What is going on at UHM has been repeated elsewhere. The story is well known and has been told many times in different ways. For a recent cogent (and comic) review see Hasan Minhaj’s brilliant episode of Patriot Act.
The shift to thing-oriented education has been underway for a long while, but the COVID-19 epidemic promises to intensify the process. Who can argue that a pandemic is not a problem in need of a solution? It is more challenging now than ever to draw a sharp distinction between thing-oriented and person-oriented education. And, yet, draw that distinction we must.
COVID-19 will give administrators—yes, there are brave and inspiring exceptions to such administrators—cover to accelerate the turn to technocratic thing-oriented education. The dangers of such an acceleration are real and should not be underestimated. If the pandemic is one current crisis, the other is police brutality and racial injustice. The lessons of the pandemic should be balanced against those of the racial justice uprisings, which are quite simply acts of resistance to the conversion of people into things to be ordered, reordered, disciplined, kept in place, even expunged via chokeholds. We should fear, as King did in the midst of another era of uprisings, sliding headlong into a thing-oriented society. Against such a society a person-oriented education is the first and last bulwark.

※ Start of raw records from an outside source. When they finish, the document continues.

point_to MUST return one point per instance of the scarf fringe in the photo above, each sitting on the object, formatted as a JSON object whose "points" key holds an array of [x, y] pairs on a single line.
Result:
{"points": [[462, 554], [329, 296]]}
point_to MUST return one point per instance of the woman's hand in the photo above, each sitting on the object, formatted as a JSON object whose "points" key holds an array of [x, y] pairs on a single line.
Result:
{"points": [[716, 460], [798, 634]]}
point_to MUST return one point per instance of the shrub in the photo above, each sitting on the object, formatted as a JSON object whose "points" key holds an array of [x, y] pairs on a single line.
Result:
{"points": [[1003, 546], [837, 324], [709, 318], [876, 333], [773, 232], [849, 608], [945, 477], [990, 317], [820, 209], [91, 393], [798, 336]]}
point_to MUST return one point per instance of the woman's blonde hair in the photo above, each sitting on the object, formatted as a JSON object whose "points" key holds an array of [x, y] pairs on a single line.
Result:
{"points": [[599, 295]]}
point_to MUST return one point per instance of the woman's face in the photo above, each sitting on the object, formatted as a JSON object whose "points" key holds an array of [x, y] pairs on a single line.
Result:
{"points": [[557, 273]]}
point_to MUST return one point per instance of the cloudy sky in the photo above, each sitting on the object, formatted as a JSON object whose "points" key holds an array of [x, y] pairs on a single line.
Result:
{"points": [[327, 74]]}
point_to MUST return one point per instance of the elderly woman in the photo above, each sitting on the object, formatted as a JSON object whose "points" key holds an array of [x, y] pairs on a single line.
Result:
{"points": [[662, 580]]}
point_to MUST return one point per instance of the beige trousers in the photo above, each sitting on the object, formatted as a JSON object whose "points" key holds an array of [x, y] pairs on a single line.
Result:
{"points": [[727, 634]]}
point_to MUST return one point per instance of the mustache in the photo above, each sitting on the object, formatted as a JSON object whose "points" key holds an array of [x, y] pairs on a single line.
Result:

A person-oriented education is one that recognizes the intrinsic value of persons over things. Such an education should, for a start, acknowledge seriously the worth of the humanities and the arts—for a start, because it is not as if these disciplines are immune to thing-oriented thinking. Investing in these disciplines will surely not be enough to counter the thinking King feared. But it should be clear by now that not investing in them is guaranteed to speed us into a generalized condition of thing-ness. These are the disciplines in which person-oriented thinking has the greatest potential to thrive. To put the matter concisely: these disciplines may not be sufficient for the creation of a person-oriented society but they are necessary.
Which, come to think of it, may be why university administrations are busy gutting them to please their thing-oriented masters.